Garris swung his baton. Damien ducked and drove his elbow into Garris's gut. The orderly doubled over.

Damien ran for the door.

The hallway was dim. He went left. Toward the stairwell he'd spotted during intake. Behind him, an alarm started shrieking. Red lights flashed along the ceiling.

He hit the stairwell door and pushed through.

Concrete steps. He took them three at a time. Bare feet slapping cold stone. Second floor. First floor. The exit sign glowed green up ahead.

He hit the push bar but It didn't budge. it was Locked and needed a keycard. He swiped the stolen card. The light stayed red.

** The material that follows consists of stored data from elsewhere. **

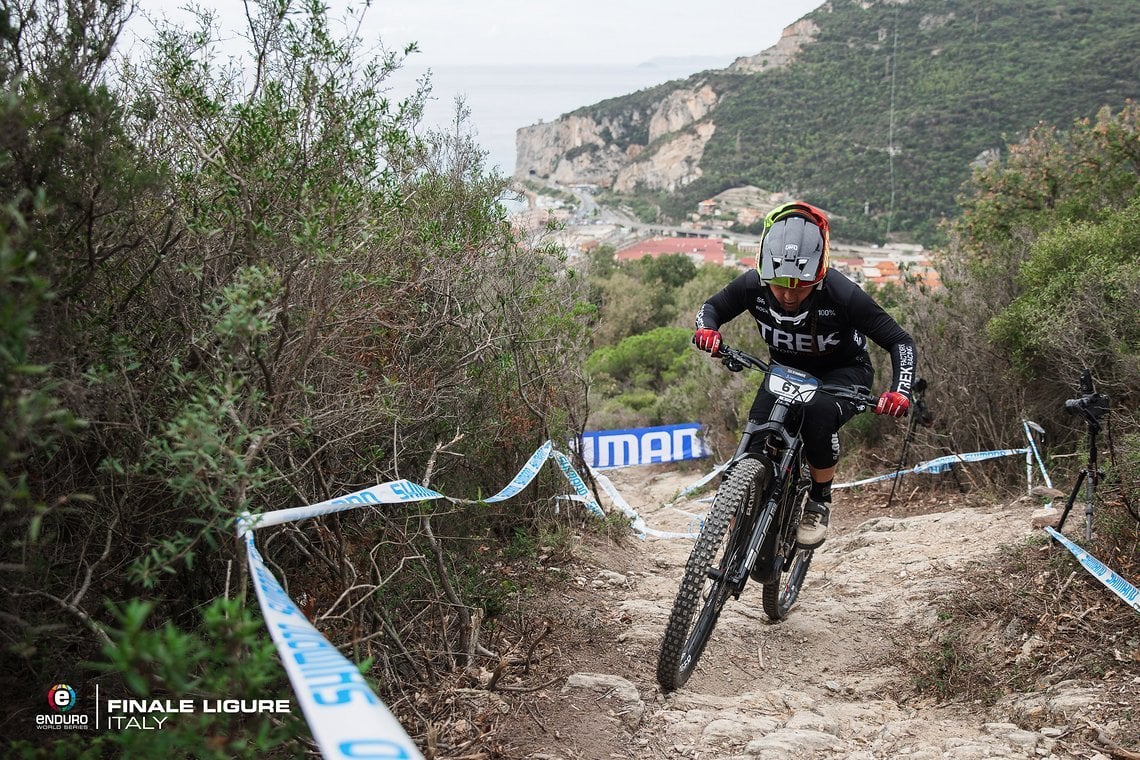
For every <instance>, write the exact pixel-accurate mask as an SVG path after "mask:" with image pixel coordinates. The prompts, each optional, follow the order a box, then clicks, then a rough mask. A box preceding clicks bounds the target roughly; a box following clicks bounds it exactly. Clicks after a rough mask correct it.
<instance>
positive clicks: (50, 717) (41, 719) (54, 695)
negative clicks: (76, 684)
mask: <svg viewBox="0 0 1140 760" xmlns="http://www.w3.org/2000/svg"><path fill="white" fill-rule="evenodd" d="M76 702H79V696H78V695H76V694H75V689H73V688H72V687H71V686H70V685H68V684H56V685H55V686H52V687H51V688H49V689H48V709H49V710H50V712H48V713H40V714H38V716H36V717H35V727H36V728H87V727H88V717H87V716H86V714H83V713H80V712H72V710H74V709H75V704H76Z"/></svg>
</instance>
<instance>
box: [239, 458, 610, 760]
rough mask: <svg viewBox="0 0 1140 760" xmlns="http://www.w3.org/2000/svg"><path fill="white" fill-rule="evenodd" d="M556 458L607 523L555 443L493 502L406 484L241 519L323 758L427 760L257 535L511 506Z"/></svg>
mask: <svg viewBox="0 0 1140 760" xmlns="http://www.w3.org/2000/svg"><path fill="white" fill-rule="evenodd" d="M551 456H554V458H555V460H556V461H557V465H559V468H560V469H561V471H562V473H563V474H564V475H565V477H567V480H568V481H570V484H571V485H572V487H573V488H575V490H576V492H577V493H576V495H575V497H573V498H575V499H576V500H580V501H583V504H585V505H586V508H587V509H589V510H591V513H593V514H595V515H597V516H603V517H604V516H605V513H604V512H603V510H602V508H601V507H600V506H598V505H597V502H596V501H595V500H594V498H593V497H592V496H591V495H589V489H587V488H586V483H585V482H583V480H581V477H580V476H579V475H578V473H577V472H575V468H573V466H572V465H571V464H570V460H569V459H568V458H567V457H565V455H563V453H561V452H559V451H555V450H554V448H553V444H552V442H551V441H547V442H546V443H544V444H543V446H540V447H539V448H538V449H537V450H536V451H535V453H532V455H531V457H530V459H529V460H528V461H527V464H526V465H523V467H522V469H520V471H519V473H518V474H516V475H515V476H514V479H512V481H511V482H510V483H508V484H507V485H506V487H505V488H504V489H503V490H502V491H499V492H498V493H496V495H495V496H492V497H490V498H487V499H480V500H469V499H450V498H448V497H446V496H443V495H442V493H440V492H438V491H434V490H432V489H430V488H426V487H424V485H420V484H417V483H413V482H410V481H407V480H399V481H392V482H390V483H380V484H377V485H374V487H372V488H366V489H363V490H360V491H356V492H353V493H349V495H348V496H343V497H337V498H335V499H328V500H327V501H321V502H319V504H312V505H308V506H303V507H292V508H288V509H276V510H274V512H267V513H262V514H257V515H251V514H249V513H245V514H243V515H242V516H241V517H238V520H237V533H238V536H241V537H243V538H244V539H245V546H246V557H247V562H249V565H250V575H251V578H252V579H253V585H254V589H255V590H257V594H258V603H259V604H260V606H261V613H262V616H263V618H264V620H266V626H267V627H268V628H269V635H270V637H271V638H272V640H274V644H275V645H276V647H277V653H278V655H280V659H282V664H283V665H284V667H285V672H286V675H287V676H288V679H290V683H291V684H292V685H293V690H294V692H295V693H296V696H298V702H299V704H300V705H301V711H302V712H303V713H304V718H306V721H308V724H309V728H310V730H311V732H312V738H314V741H316V743H317V745H318V746H319V749H320V753H321V755H323V757H325V758H344V759H345V760H348V759H350V758H351V759H353V760H360V759H372V760H423V755H422V754H421V753H420V751H418V750H417V749H416V745H415V744H414V743H413V742H412V739H410V738H409V737H408V735H407V733H406V732H405V730H404V727H402V726H400V724H399V721H398V720H396V718H394V717H393V716H392V713H391V712H389V710H388V708H386V706H385V705H384V703H383V702H382V701H381V700H380V697H378V696H376V694H375V692H373V690H372V688H370V687H369V686H368V684H367V681H366V680H365V679H364V677H363V676H361V675H360V671H359V669H358V668H357V667H356V665H355V664H352V663H351V662H349V660H348V659H347V657H344V655H343V654H341V652H340V651H339V649H337V648H336V647H335V646H334V645H333V644H332V643H329V641H328V639H326V638H325V637H324V636H323V635H321V634H320V631H318V630H317V629H316V628H315V627H314V626H312V623H310V622H309V620H308V619H307V618H306V616H304V614H303V613H302V612H301V611H300V610H299V608H298V606H296V605H295V604H294V603H293V600H292V599H291V598H290V597H288V594H286V593H285V589H284V588H282V585H280V583H279V582H278V581H277V579H276V578H275V577H274V574H272V573H271V572H270V571H269V567H268V566H266V563H264V561H263V559H262V557H261V554H260V553H259V551H258V549H257V547H255V546H254V541H253V531H254V530H257V529H259V528H268V526H270V525H280V524H283V523H288V522H294V521H298V520H306V518H309V517H319V516H321V515H328V514H333V513H337V512H344V510H347V509H357V508H359V507H373V506H376V505H382V504H409V502H415V501H430V500H434V499H448V500H449V501H455V502H466V504H478V502H480V501H482V502H495V501H504V500H506V499H510V498H511V497H513V496H516V495H518V493H520V492H521V491H522V490H523V489H524V488H527V485H529V484H530V483H531V481H534V480H535V476H536V475H537V474H538V472H539V471H540V469H541V467H543V465H544V464H546V461H547V460H548V459H549V458H551Z"/></svg>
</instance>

he heard Footsteps above him. "Shit!" he exclaimed. They were faster than he'd anticipated.

He swiped again. Still red.

The stairwell door above crashed open. Three orderlies. Garris in front, his face covered in blood and pure rage.

Damien turned and sprinted down the corridor, looking for another exit, a window, anything. He grabbed a fire extinguisher off the wall and threw it at a reinforced window. The glass cracked but didn't break.

They tackled him from behind. His face hit the floor. Knees dug into his back. A needle slid into his neck. The same cold rush as before, but stronger.

Garris leaned close. His blood dripped onto Damien's cheek.

"That's two violent episodes tonight, Wicker. You just bought yourself thirty days in solitary."

Damien's vision narrowed. They dragged him back to Room 214. This time the straps were tighter. The lights were brighter. Someone laughed out in the hallway.

He lay there for an hour, maybe two. His heart pounded against the leather. The sedative made his thoughts thick and slow, but he fought it. He counted ceiling tiles. Recited poems. Anything to stay awake.

Then he heard it. A scratching sound from the direction of the door. He sat up slowly and looked. A folded piece of paper slid under the door.

He stared at it. His arms were pinned too tight to reach it, so he used his feet, dragging the paper across the floor until his fingers could grab it.

the paper had only three words written on it

Midnight. Laundry Room B. Come alone.

He read it three times. It could be a trap. It was almost certainly a trap. Serena and Adrian might have sent someone to finish the job.

But it was also a door out of here.

He lay down again. Whatever it was, he would be ready.